I haven't done a study, but it seems to me that the majority of people on the Psycho-Babble "Medication" board are treatment resistant. This will most likely indicate combination therapy. Besides not understanding the technical verbiage to appear on the "Neurotransmitter" board - which is really a combination treatment board - a treatment-resistant person new to the study of their own illness might be unable to look for clinical information would benefit them.
How many people take one antidepressant plus lithium? This is combination treatment and would thus be directed to an unnecessarily sophisticated correspondence. What about adding bethanecol to a TCA to treat delayed micturition. How do you foster continuity of threads involving therapeutics if its definition is determined by how many drugs one takes?
Do we still have a "Newbies" board? Let me check. Ah yes. What is this board supposed to be for? I like to think of it as an introduction to the basic operation and theme of the boards and the first questions one has as to where to initially look for information.
I think it is counterproductive to separate out posts such that people can no longer easily follow another's treatment history because the number of drugs they try constantly causes them to flip from one board or another.

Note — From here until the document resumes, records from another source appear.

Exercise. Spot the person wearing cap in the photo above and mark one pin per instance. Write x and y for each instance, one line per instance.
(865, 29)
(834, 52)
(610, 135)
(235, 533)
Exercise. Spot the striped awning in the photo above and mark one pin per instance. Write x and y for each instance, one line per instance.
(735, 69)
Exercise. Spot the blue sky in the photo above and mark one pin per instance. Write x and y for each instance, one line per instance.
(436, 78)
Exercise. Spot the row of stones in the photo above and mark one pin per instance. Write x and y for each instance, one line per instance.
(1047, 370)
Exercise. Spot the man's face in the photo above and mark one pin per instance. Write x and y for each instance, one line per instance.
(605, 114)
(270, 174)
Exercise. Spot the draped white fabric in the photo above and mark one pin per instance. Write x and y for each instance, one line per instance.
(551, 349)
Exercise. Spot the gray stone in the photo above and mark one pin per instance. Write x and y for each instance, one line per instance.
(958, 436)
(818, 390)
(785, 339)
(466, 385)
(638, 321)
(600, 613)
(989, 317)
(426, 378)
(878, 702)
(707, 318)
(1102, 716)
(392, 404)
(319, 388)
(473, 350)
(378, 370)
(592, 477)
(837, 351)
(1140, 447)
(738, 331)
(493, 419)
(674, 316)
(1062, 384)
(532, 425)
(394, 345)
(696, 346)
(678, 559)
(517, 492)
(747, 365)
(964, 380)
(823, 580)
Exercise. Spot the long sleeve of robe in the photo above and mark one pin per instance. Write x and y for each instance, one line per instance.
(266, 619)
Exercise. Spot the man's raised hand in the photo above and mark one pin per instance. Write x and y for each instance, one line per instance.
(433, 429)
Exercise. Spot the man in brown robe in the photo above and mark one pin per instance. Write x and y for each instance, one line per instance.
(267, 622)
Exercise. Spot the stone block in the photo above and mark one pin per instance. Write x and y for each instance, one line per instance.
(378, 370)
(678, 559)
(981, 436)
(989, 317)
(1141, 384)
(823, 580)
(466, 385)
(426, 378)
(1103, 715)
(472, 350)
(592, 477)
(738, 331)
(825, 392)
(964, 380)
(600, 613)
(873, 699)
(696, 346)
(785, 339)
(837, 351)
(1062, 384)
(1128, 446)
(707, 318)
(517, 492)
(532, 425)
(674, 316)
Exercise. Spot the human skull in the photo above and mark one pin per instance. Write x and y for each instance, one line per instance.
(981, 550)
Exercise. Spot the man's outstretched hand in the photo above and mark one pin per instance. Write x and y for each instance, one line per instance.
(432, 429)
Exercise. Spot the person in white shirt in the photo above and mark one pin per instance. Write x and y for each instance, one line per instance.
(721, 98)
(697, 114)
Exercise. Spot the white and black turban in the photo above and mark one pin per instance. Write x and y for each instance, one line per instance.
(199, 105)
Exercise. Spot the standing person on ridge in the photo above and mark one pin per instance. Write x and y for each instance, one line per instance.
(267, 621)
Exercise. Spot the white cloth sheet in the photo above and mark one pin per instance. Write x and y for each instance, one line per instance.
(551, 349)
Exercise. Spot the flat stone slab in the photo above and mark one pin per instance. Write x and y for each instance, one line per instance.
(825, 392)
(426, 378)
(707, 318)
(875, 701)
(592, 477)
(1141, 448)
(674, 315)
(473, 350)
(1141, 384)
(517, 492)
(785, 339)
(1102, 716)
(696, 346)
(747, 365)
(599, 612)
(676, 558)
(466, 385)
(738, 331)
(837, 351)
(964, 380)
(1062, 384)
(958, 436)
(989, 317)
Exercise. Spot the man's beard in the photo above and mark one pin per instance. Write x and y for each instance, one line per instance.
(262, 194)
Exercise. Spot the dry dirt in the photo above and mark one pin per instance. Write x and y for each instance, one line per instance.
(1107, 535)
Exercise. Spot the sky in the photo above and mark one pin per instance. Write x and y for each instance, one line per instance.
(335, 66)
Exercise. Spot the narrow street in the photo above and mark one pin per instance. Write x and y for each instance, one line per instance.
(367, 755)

"Medication" could be devoted to the clinical treatment of individuals, including relevant medical and neuroscience information.
A "Neuroscience" board might better serve conversations regarding pure science and theory such that it applies to psychiatry and people in general. Issues to be included might be things like clinical trials, receptor-ligand dynamics, upstream and downstream events, second messenger cascade events, gene regulation, brain circuitry, pathological morphology and processes, neuroendocrine function, etc.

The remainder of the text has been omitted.